E con /dev probabilmente.

----------

## cerri

tune2fs supporta anche ext3 (con l'opzione -j/-J setti il journaling).

----------

## shev

 *cerri wrote:*   

> tune2fs supporta anche ext3 (con l'opzione -j/-J setti il journaling).

 

Si, ma credo si riferisse al fatto che non opera su Reiser, non converte ext2 in Reiser. L'opzione -j di tune2fs l'ho usata un po' di volte in passato  :Very Happy: 

----------

## bsolar

 *cerri wrote:*   

> tune2fs supporta anche ext3 (con l'opzione -j/-J setti il journaling).

 

Lui vuole convertire da reiserfs.

----------

## fatez

Si infatti, io ho una partizione reiserfs dove vi è il sistema operativo,.. e mi piacerebbe poterlo convertire in ext3

----------

## bsolar

 *fatez wrote:*   

> Si infatti, io ho una partizione reiserfs dove vi è il sistema operativo,.. e mi piacerebbe poterlo convertire in ext3

 

L'unico metodo affidabile di cui sono a conoscenza è quello spiegato, spostare il contenuto del vecchio filesystem nel nuovo filesystem dopo averlo salvato da qualche parte.

CMQ per quale motivo vuoi effettuare questo cambiamento da reiserfs a ext3?

----------

## fatez

ahem.. mi vergogno un po ehhe

allora.. dopo mesi di sbattimento finalmente trovo un utility valido e funzionale quale norton ghost. Metto il floppy, in 15 minuti e dico 15, ho esattamente il sistema operativo su cd auto bootable, perfettamente funzionante. ( mi ha salvato il cuxlo una volta, quindi so di percerto che funziona a meraviglia).

[ ho lottato per 8 mesi circa per fare andare mondo-rescue ma nulla.. ].

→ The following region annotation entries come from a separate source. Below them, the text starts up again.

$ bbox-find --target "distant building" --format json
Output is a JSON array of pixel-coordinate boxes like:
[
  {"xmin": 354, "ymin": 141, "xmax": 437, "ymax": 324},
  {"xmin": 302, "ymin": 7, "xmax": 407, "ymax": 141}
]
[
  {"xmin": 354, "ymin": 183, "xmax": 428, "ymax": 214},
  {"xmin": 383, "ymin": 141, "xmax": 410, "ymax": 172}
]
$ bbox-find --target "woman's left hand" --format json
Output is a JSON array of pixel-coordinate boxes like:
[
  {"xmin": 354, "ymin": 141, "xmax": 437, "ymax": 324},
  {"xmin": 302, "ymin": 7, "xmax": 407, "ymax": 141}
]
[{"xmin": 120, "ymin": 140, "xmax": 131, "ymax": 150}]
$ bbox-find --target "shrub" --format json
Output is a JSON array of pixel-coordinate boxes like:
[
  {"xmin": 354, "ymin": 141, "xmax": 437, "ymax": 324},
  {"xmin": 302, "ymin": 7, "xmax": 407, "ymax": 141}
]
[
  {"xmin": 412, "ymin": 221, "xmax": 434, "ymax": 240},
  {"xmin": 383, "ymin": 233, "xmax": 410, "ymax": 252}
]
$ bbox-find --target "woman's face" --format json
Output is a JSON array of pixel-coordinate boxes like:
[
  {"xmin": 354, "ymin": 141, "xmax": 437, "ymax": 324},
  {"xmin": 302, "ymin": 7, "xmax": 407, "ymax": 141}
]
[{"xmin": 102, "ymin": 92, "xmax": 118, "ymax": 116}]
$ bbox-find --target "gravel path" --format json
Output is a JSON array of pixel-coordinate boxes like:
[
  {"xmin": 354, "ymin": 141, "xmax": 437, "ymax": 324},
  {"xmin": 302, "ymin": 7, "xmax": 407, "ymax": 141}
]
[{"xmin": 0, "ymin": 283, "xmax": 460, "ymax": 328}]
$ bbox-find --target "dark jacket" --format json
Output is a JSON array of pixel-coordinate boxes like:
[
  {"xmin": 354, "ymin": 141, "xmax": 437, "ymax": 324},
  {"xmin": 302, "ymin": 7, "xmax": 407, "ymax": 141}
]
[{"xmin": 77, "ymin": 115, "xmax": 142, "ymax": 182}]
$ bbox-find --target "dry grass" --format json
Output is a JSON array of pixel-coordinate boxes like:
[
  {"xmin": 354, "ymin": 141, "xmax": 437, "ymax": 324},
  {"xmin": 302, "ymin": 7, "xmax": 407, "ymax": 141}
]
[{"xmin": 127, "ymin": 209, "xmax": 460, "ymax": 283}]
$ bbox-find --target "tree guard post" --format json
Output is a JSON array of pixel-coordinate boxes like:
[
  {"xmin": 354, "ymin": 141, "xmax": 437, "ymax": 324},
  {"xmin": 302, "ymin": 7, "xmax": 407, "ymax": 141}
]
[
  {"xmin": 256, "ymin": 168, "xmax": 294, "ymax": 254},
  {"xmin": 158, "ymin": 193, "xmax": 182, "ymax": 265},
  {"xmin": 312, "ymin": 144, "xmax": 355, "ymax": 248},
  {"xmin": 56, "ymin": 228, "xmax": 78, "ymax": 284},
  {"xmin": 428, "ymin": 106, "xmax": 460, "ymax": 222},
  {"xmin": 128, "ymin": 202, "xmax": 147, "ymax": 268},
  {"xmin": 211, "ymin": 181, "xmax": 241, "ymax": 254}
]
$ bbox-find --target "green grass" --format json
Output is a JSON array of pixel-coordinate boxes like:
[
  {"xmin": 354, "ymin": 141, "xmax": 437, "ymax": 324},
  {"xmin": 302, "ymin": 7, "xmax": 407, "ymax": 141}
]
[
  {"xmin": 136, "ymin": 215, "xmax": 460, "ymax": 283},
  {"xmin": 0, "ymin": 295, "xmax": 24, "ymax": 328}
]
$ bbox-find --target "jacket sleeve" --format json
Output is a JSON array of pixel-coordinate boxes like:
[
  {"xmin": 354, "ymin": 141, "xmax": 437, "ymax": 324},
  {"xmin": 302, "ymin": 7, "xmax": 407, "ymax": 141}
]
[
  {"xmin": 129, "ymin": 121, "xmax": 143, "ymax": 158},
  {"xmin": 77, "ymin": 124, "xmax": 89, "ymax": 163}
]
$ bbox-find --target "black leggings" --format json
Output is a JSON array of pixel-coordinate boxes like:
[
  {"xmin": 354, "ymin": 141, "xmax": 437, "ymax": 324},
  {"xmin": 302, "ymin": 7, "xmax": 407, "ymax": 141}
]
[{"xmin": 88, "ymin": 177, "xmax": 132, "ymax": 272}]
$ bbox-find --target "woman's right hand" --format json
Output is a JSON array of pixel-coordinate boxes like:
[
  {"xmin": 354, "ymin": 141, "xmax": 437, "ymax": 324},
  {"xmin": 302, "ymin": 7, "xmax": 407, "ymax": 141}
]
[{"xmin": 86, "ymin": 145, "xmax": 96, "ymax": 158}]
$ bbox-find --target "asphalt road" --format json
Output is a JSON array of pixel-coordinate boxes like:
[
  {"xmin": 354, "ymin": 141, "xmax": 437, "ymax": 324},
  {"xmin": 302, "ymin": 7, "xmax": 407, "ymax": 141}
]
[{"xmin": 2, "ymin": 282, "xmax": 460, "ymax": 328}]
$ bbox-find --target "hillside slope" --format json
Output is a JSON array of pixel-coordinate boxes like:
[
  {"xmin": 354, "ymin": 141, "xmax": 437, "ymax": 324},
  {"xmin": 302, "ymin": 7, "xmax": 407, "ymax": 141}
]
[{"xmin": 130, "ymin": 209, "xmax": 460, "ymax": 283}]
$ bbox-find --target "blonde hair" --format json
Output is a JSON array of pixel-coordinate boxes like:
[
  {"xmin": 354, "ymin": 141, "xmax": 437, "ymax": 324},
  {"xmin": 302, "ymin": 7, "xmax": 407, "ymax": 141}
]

Come detto prima funziona a meraviglia con partizioni ext3,  infatti su questo pc ho una partizione con l'os in ext3 di 12Gb, pieno solamente per 1,3Gb. Ora, ghost riconosce lo spazio vuoto e non me lo include nel cd. Ma provandoci con reiserfs(server)  le cose cambiano.. infatti vorrebbe farmi un back-up di 12gb.. eheh

 :Rolling Eyes: 

----------

## flocchini

Quindi il ghost va con il fs in ext3? Buono a sapersi...Peccato che io abbia il fs in reiserfs  :Laughing: 

----------

## cerri

 *bsolar wrote:*   

> Lui vuole convertire da reiserfs.

 

ahhhhhhhhhhhhhhhhhhhhhhhhhhhhhhhh

----------

## Legolas80

Perchè non dai un'occhiata qui: http://www.partimage.org

----------

## fatez

Bon ragazzi, ho fatto 2 prove, una con il tar e una con cp -av e fungono entrambe  :Smile:  meglio no?

----------